Teen Vogue tells half the story on the ‘Great Resignation’
November 11, 2021
Teen Vogue misleads its readers by not filling in the obvious blank in a new article on the “Great Resignation,” which Teen Vogue applauds.
But it skates over why it’s happening, which is the awesomeness of a capitalist and free-market economy when at or near full employment.
Teen Vogue talks about how millions are leaving their current jobs – they are. They then ascribe this to people leaving “bullshit” jobs, and this is also probably true. But they then ascribe this to an outbreak of anti-capitalism, or possibly even just some plain good sense. Which isn’t what is happening at all.
The Great Resignation is about something technically called “quits.” This is when someone leaves a job not because they get fired or laid off, but because they decide to. The numbers of quits are, at present, about three times the normal number in the American economy.
Teen Vogue portrays this as folk getting bored with the capitalist economy and going off to do something else other than working. Which is entirely the opposite of what is happening. Unemployment is falling even as quits are rising strongly – those quitting must therefore be taking other jobs. Jobs they like more, for whatever reason.

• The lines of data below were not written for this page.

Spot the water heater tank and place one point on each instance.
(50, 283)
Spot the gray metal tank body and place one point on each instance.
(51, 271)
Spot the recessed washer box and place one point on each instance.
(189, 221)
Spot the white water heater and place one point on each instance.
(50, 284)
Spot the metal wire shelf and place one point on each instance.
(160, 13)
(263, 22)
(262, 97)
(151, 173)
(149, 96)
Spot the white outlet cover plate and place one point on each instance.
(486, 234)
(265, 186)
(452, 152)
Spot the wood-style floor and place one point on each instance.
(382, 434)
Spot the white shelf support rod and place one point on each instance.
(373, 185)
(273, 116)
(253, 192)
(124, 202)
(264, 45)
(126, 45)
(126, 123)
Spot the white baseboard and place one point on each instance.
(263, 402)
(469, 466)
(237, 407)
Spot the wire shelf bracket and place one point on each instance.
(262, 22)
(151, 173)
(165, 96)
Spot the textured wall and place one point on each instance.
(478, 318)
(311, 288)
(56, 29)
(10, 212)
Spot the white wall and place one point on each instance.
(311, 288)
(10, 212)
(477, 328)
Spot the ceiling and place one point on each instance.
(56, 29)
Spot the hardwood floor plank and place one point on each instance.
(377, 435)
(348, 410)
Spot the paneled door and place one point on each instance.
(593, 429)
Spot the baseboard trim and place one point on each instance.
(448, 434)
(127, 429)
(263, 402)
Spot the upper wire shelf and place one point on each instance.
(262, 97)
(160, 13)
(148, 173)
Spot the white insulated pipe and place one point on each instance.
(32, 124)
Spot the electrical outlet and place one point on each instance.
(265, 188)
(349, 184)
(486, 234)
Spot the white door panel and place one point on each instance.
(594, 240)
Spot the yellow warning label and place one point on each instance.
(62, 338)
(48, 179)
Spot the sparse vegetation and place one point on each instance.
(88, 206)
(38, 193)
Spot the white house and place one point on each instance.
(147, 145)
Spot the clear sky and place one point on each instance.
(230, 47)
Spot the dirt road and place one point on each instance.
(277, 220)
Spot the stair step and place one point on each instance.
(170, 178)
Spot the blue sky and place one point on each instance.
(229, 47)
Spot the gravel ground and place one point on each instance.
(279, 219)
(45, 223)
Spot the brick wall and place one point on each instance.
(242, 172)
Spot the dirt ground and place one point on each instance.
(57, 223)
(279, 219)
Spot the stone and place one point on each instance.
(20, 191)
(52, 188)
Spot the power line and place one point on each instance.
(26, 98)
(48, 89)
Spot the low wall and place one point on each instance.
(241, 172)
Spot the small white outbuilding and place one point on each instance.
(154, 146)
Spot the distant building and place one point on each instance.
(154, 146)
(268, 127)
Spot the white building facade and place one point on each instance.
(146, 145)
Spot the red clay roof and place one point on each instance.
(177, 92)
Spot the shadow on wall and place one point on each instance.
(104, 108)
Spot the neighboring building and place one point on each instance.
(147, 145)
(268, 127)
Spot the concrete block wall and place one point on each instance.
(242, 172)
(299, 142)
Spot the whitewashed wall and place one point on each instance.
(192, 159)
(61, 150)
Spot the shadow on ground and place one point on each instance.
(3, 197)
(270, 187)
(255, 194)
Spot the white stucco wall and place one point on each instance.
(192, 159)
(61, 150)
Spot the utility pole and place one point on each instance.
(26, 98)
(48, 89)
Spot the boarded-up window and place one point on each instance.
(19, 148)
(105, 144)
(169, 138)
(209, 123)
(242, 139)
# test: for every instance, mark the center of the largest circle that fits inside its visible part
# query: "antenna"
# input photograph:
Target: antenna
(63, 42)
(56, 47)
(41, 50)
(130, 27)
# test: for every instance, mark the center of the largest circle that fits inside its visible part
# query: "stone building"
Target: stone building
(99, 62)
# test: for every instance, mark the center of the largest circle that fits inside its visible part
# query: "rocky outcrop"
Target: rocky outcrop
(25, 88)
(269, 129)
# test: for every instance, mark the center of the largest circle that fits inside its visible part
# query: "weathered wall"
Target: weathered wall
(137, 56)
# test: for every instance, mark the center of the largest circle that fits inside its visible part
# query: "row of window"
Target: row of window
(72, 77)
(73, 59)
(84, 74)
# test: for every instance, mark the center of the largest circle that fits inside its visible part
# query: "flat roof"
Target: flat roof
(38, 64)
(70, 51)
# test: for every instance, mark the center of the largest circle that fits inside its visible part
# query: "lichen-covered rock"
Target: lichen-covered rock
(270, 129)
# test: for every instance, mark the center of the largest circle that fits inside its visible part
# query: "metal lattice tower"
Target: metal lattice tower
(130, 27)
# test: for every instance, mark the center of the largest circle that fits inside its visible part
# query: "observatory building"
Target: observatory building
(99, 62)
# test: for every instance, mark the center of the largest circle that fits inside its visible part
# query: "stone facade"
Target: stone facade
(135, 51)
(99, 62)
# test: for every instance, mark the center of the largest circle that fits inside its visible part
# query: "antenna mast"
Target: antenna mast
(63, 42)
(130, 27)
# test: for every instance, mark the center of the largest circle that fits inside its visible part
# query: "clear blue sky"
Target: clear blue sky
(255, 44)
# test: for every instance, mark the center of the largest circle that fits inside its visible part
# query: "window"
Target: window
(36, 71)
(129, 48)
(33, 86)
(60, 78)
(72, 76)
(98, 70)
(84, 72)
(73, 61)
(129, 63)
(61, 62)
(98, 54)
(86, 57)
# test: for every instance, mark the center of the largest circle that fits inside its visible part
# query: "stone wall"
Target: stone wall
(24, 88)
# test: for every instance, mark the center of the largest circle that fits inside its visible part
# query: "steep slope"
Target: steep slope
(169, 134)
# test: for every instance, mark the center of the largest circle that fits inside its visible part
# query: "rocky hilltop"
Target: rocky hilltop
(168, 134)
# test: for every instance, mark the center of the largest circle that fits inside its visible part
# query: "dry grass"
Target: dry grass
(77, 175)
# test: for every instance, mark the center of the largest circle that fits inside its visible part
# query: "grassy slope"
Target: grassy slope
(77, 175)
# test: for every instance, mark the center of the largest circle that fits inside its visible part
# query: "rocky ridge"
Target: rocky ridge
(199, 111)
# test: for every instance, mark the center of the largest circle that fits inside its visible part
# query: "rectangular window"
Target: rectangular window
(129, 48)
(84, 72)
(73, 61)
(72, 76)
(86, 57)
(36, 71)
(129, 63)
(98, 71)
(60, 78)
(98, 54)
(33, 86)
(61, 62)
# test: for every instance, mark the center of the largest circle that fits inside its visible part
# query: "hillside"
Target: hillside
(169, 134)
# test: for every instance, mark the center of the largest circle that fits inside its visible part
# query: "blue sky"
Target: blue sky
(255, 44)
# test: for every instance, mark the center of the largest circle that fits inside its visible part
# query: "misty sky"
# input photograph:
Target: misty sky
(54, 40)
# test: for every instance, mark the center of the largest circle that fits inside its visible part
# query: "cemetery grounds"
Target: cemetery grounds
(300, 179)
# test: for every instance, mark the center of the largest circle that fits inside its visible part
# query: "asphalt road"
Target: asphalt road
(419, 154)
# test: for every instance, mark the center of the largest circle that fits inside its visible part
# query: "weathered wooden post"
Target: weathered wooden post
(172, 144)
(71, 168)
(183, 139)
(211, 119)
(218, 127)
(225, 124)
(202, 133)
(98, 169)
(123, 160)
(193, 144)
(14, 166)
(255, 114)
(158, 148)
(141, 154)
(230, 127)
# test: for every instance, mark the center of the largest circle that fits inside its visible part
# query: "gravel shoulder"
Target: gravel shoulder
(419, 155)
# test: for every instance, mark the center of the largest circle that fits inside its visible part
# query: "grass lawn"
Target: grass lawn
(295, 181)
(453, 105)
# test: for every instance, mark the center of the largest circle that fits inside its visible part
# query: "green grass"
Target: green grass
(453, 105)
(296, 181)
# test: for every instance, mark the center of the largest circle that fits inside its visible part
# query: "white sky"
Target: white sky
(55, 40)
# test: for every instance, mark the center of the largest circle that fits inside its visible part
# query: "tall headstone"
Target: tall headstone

Better hours, more interesting work, less stress, more pay, whatever reason someone might change – not leave – work.
This is not people becoming disillusioned with the capitalist world, this is one of the great glories of properly functioning capitalist labor markets. Better and more interesting jobs are being constantly generated and people are giving up the old to move to the new.
Teen Vogue gets more than 5 million visits a month and claims that it is aimed at “the influencers of tomorrow”. As such it owes its readership the duty of getting the story right, something it doesn’t do here.
Millions of people leaving jobs to take better ones is not a criticism of capitalism nor a sign of disillusion with it. It’s a sign of the system operating properly, continually improving the working lives of the people. This is such a basic point that even Karl Marx himself got it right – it’s what he meant about the reserve army of the unemployed and how things will get better only in the absence of them – and if he could then surely people a century and a half later can.
You can walk out of one job and into a better one? This is a criticism of the system?